Calculating genomic distances

“dist” command

gambit dist [OPTIONS] -o OUTFILE
    (-q GENOME... | --ql LISTFILE | --qs SIGFILE)
    (-r GENOME... | --rl LISTFILE | --rs SIGFILE | --square | --use-db)

Calculate pairwise distances between a set of query genomes and a set of reference genomes. Output is a .csv file. If using --qs along with --rs or -use-db, the k-mer parameters of the query signature file must match the reference parameters.

Query genomes

-q GENOME: Path to a single genome file. May be used multiple times.

--ql LISTFILE: File containing paths of genome files, one per line.

--qdir DIRECTORY: Parent directory of paths in file given by --ql option.

--qs SIGFILE: A genome signatures file.

Reference genomes

-r GENOME: Path to a single genome file.
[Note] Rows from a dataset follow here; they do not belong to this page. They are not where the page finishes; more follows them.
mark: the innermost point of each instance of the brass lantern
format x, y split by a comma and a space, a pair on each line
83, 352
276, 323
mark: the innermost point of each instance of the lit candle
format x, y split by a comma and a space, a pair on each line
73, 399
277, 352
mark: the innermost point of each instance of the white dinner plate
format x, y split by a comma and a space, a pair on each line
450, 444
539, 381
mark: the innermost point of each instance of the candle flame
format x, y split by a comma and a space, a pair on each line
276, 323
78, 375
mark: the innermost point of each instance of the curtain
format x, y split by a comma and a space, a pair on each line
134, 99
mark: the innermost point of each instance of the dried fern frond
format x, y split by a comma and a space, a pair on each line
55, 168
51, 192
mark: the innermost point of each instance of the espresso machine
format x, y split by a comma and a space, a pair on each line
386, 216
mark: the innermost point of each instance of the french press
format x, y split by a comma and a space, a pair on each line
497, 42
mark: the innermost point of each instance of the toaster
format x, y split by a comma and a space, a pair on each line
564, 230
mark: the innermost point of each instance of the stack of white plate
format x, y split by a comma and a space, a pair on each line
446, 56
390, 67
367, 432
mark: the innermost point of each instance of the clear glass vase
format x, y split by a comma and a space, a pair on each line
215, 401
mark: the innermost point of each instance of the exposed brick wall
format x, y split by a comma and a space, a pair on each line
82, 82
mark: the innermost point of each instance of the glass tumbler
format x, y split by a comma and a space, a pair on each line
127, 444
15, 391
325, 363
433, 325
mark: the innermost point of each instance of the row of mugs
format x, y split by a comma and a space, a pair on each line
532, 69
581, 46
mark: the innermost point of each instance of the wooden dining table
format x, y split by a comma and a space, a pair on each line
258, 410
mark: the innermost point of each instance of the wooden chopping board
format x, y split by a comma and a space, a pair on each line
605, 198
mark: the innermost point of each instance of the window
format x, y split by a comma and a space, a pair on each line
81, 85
May be used multiple times.

--rl LISTFILE: File containing paths of genome files, one per line.

--rdir DIRECTORY: Parent directory of paths in file given by --rl option.

--rs SIGFILE: A genome signatures file.

-s, --square: Use same genomes as the query.
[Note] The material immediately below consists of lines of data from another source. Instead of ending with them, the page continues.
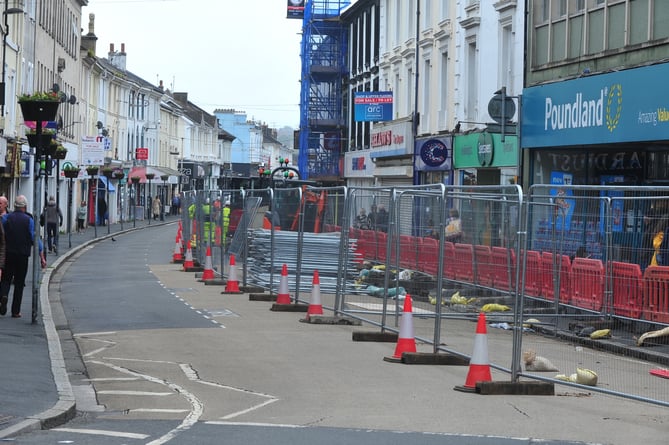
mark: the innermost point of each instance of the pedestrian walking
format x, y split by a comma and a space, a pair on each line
82, 211
4, 203
156, 205
53, 219
19, 228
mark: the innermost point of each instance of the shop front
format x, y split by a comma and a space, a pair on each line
484, 159
604, 129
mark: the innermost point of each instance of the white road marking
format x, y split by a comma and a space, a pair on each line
102, 433
94, 334
191, 419
112, 379
277, 425
191, 374
135, 393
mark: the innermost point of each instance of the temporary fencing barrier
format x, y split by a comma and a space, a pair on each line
519, 256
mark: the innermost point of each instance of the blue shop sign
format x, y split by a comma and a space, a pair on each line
625, 106
373, 106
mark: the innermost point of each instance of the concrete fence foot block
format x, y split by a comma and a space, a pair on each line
262, 297
376, 336
322, 319
530, 388
289, 307
251, 288
425, 358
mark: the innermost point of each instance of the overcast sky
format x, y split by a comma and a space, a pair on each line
241, 54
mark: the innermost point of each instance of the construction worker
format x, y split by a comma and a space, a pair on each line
207, 224
226, 220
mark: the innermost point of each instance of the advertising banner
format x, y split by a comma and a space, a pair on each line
370, 106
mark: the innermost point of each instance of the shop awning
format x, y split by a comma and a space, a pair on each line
104, 184
141, 171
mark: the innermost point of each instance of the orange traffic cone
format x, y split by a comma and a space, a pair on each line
188, 262
208, 273
406, 341
232, 286
177, 256
315, 306
282, 297
479, 366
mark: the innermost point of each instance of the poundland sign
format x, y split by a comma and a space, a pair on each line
606, 108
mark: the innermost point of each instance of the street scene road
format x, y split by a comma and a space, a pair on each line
155, 356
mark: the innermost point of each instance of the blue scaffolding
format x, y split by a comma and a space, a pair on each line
322, 123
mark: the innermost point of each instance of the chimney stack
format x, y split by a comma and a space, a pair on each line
89, 40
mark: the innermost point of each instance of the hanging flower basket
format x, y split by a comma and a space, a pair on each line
71, 172
50, 150
41, 140
40, 107
60, 153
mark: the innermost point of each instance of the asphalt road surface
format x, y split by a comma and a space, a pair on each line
156, 357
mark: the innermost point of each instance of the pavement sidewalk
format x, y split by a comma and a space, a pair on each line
36, 391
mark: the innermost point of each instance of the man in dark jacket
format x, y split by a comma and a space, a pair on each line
19, 230
54, 219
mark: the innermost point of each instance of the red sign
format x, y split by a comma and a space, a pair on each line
142, 154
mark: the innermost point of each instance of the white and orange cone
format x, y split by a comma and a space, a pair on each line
406, 341
479, 365
188, 262
283, 297
208, 273
315, 305
177, 256
232, 286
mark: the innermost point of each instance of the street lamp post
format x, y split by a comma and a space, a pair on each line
163, 201
6, 11
149, 177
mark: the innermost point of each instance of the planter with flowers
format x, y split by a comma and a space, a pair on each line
41, 140
60, 153
71, 171
40, 106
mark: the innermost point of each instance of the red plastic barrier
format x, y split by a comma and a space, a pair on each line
483, 265
407, 252
381, 246
627, 289
355, 235
463, 262
503, 262
587, 283
449, 260
428, 258
368, 241
533, 273
549, 276
656, 294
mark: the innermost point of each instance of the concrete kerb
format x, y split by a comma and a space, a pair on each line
65, 408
-d, --use-db: Use all genomes in reference database.

Output

-o FILE: File to write output to. Required.

K-mer parameters

Only allowed if query and reference genomes do not come from precomputed signature files.

-k INTEGER: Length of k-mers to find (does not include length of prefix). Default is 11.

-p, --prefix STRING: K-mer prefix to match, a non-empty string of DNA nucleotide codes. Default is ATGAC.

Additional options

--progress / --no-progress: Show/don’t show progress meter.

-c, --cores INT: Number of CPU cores to use.

Creating relatedness trees

“gambit tree” command

gambit tree [OPTIONS] (-l LISTFILE | -s SIGFILE | GENOMES...)

Estimate a relatedness tree for a set of genomes and output in Newick format.

Input/output

-l LISTFILE: File containing paths of genome files, one per line.

--ldir DIRECTORY: Parent directory of paths in file given by -l option.

-s, --sigfile SIGFILE: A genome signatures file.

-o FILE: File to write output to. If omitted will write to stdout.

Todo

Allow using a distance matrix calculated using gambit dist.

K-mer parameters

Not allowed if the -s/--sigfile option was used.

-k INTEGER: Length of k-mers to find (does not include length of prefix). Default is 11.

-p, --prefix STRING: K-mer prefix to match, a non-empty string of DNA nucleotide codes. Default is ATGAC.

Additional options

--progress / --no-progress: Show/don’t show progress meter.

-c, --cores INT: Number of CPU cores to use.